San Francisco Chronicle
Rep. Zoe Lofgren, D-San Jose, blasted the Bush administration today for conducting what Democrats described as harsh and punitive immigration raids, calling special attention to a raid at a kosher meatpacking plant in Iowa last May where nearly 400 illegal workers, mainly Guatemalans, were arrested in the largest worksite immigration raid in U.S. history.
Lofgren, who chairs the House Judiciary Committee's immigration panel, said at a hearing on the raid that Immigration and Customs Enforcement agents rounded up workers at the Agriprocessors meat packing plant in Postville, Iowa, and then they were "herded into a cattle arena and prodded down a cattle chute, coerced into guilty pleas and then to federal prison."

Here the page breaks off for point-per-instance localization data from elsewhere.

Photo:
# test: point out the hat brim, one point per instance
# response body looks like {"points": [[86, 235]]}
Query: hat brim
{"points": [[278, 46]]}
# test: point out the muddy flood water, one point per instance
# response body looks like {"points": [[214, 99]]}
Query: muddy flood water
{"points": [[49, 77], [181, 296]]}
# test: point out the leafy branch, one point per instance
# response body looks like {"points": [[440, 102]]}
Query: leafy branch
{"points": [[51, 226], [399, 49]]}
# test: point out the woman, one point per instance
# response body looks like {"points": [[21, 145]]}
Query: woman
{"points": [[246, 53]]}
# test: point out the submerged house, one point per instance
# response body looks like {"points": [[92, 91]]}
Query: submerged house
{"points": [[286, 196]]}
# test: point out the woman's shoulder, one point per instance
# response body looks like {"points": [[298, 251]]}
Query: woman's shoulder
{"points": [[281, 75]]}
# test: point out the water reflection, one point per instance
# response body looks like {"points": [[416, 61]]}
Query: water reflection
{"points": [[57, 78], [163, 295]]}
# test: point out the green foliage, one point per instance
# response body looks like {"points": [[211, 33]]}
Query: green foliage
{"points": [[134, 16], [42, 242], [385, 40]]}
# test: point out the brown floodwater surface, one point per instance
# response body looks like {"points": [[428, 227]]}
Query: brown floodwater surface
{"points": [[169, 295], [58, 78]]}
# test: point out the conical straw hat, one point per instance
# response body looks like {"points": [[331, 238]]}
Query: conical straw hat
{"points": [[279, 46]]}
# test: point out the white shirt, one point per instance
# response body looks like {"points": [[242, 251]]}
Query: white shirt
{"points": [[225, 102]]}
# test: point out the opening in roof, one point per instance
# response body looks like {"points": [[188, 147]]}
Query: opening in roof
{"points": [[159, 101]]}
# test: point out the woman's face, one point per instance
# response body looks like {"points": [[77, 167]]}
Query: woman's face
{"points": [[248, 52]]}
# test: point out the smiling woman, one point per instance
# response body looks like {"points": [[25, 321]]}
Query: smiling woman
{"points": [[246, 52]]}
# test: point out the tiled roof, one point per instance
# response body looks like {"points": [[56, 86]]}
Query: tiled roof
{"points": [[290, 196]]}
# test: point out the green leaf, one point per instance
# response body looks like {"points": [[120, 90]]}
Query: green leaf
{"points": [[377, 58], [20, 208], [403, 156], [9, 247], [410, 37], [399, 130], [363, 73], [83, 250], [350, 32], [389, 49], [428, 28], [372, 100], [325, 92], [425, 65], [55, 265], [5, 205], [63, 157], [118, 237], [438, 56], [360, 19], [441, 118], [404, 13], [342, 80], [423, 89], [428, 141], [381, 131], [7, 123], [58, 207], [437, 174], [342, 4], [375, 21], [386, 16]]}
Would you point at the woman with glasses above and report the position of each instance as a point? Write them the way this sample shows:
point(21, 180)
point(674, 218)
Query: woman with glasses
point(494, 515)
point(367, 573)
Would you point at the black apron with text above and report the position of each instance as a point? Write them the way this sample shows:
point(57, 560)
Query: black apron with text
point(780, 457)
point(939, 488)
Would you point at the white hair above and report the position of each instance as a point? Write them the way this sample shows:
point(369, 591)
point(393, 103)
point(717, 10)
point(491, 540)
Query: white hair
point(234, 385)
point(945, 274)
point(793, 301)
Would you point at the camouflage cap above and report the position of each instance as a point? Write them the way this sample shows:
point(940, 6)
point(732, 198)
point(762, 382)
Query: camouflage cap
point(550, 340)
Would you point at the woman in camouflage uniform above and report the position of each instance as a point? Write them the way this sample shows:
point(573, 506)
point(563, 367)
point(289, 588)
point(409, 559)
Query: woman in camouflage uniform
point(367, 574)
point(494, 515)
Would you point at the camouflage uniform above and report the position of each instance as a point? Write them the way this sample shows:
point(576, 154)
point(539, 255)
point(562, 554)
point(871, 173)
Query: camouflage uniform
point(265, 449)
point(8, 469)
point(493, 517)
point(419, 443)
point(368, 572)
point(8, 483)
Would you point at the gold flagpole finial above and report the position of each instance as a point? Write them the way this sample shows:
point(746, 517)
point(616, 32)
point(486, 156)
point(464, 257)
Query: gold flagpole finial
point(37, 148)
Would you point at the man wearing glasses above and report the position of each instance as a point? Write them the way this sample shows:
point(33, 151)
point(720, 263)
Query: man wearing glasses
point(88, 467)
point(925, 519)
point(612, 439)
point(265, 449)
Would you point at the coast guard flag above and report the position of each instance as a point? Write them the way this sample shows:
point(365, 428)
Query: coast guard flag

In all, 306 illegal immigrants ultimately were charged with Social Security fraud for using illegal Social Security numbers, and also a higher offense, aggravated identity theft, which carried two-year mandatory minimum sentence. The government offered a plea bargain to dismiss the identity theft charge in return for their admission to the lesser offense, which gave them a five-month sentence and order of removal.
Lofgren and other Democrats on the panel accused the administration of targeting workers instead of employers in what has become a major enforcement crackdown on illegal immigration since the collapse last year of a comprehensive immigration overhaul that would have eased legalization requirements. The overhaul was backed by President Bush and most Democrats, and opposed by most Republicans. It died in the Senate in June 2007.